This is not an emergency. I repeat, not an emergency.
After a lengthy string of collaborations with brands like AG Jeans and Marks & Spencer, Alexa Chung’s hotly anticipated ready-to-wear collection is finally upon us. Anointed fashion’s “it girl” by Chanel’s Karl Lagerfeld, Chung’s ultra-feminine rock and roll hybrid style has become synonymous with an era of inspired style.
Chung launched her eponymous label ALEXACHUNG at dusk in the corner of London’s quintessentially British Regent’s Park.

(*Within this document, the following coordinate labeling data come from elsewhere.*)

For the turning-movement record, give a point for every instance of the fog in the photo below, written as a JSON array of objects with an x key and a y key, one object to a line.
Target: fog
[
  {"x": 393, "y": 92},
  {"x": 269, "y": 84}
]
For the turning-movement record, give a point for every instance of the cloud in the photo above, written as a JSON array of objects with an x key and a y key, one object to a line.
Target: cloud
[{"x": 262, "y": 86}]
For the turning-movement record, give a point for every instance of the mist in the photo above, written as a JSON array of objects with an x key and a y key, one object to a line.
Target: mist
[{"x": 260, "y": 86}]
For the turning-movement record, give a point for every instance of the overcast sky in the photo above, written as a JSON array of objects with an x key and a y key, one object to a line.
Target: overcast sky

Guests arrived in the leafy grounds of the Danish Church of Saint Catherine, to be greeted under a carpeted marquee in the flower-strewn garden by refreshing Pimm’s, champagne and wood-fire oven pizzas.

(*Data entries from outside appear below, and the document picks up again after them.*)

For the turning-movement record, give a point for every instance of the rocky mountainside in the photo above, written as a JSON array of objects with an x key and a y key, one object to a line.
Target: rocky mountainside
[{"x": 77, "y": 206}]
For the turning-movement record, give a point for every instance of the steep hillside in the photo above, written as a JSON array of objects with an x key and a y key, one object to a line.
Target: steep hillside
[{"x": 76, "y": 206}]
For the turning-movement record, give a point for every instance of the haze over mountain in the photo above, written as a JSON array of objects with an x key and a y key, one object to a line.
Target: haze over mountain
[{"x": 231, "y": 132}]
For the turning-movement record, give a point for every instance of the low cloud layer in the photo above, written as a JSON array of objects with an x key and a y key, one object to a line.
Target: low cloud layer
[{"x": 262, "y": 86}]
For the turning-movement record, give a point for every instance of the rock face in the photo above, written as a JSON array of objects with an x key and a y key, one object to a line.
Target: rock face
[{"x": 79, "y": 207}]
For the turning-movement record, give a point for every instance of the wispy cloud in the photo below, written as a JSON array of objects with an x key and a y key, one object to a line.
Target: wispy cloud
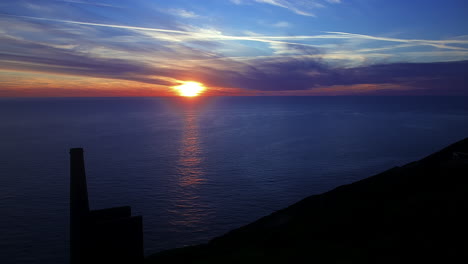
[
  {"x": 299, "y": 7},
  {"x": 282, "y": 24},
  {"x": 183, "y": 13},
  {"x": 164, "y": 56}
]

Amongst the cluster of guests were Chung’s peers and close friends Molly Goddard, Henry Holland, Daisy Lowe and Pixie Geldof, accompanied by a hierarchy of fashion press including Net-a-Porter’s Dame Natalie Massenet and Business of Fashion’s Imran Amed.
Lending a cheerful tone to proceedings, the show’s romantic soundtrack was provided by the encapsulating Capital Children’s Choir. As a soulful rendition of ‘Good Vibrations’ by The Beach Boys reverberated around the church, the show began.

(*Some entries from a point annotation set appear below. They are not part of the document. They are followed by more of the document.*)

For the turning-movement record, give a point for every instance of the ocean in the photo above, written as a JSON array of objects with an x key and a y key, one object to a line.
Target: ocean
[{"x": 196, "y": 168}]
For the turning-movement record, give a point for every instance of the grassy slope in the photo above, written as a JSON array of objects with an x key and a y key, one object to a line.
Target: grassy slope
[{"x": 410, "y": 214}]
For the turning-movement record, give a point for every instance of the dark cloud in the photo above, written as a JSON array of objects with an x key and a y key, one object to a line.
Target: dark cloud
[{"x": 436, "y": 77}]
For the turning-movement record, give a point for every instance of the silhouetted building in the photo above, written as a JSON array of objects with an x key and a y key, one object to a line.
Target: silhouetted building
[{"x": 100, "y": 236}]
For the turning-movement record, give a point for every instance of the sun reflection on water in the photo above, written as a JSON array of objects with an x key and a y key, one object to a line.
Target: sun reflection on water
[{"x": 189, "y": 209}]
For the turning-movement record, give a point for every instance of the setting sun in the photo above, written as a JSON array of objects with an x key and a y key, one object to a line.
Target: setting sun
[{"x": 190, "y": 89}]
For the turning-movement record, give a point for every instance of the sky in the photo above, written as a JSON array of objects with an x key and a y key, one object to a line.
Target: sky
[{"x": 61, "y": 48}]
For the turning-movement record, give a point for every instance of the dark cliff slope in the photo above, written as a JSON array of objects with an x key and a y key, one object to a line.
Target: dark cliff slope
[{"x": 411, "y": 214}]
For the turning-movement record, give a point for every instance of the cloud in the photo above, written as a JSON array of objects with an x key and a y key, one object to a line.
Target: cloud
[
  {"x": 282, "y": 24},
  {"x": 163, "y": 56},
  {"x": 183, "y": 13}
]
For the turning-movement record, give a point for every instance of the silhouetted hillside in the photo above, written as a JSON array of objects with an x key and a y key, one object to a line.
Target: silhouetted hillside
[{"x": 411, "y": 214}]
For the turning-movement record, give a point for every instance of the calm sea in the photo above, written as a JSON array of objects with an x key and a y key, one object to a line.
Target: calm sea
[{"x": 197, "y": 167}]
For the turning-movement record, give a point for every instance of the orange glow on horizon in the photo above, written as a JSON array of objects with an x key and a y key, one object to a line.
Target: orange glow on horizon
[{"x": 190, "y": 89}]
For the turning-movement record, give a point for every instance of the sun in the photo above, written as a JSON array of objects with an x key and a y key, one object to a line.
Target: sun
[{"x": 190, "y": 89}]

The inaugural summer collection featured masculine silhouettes merged together with ultra-feminine tiered ruffle dresses in ditzy floral prints, almost conveying Alexa Chung’s own perception of how Alexa Chung should dress.
The opening look featured a popped collar peeping over a sweater that read ‘Screw You’, printed in a quirky font heavily inspired by close friend’s Tennessee Williams’ Deep End Club, an activist platform in Chung’s adopted home of New York.
Incorporating effortless, elegant tailoring and classic silhouettes, transfused with racy rock and roll designs, the inspiration behind the collection was evident. An ode to the eclectic array of rock icons that Chung’s own compelling style has been heavily inspired by.
The evening saw David Hockney inspired knitwear, accompanied by leather dresses reminiscent of Marianne Faithfull’s infamous appearance in Jack Cardiff’s seminal 1960s film ‘The Girl on a Motorcycle’. Trench coats and gently flared trousers were aplenty, effortlessly channelling a young Francoise Hardy.
A pinstripe Brighton-rock suit in red and pink hues acted as an ode to the late Brian Jones. Whilst an ice-blue tailored jacket and trousers lent a subtle nod to David Bowie. “Music has had a huge influence on my work,” Chung notes. “I don’t think I’ll ever stop finding musical magicians compelling”.
As the finale dawned, the intimate audience were showered with delicate pink petal confetti as Chung swooped down the aisle to collectively gather her audience outside. Guests congregated outside of the church in front of a vintage Mercedes convertible adorned in a white wedding ribbon, evoking an encapsulating feel of the quintessentially English summer wedding.
The unique show itself acted as a harmonious marriage (a union of sorts). The intimate audience witnessed the entwinement of Alexa Chung, the irrefutable style icon and ALEXACHUNG, the eponymous line. Quintessentially Alexa Chung, Chung’s debut collection is only the start of marvellous things to come.
Alexa Chung’s debut collection of clothing, shoes and jewellery includes 145 pieces and is now on sale at 55 retailers, amongst them are Net-a-Porter, Matches and Selfridges. Prices range from £85-£1500.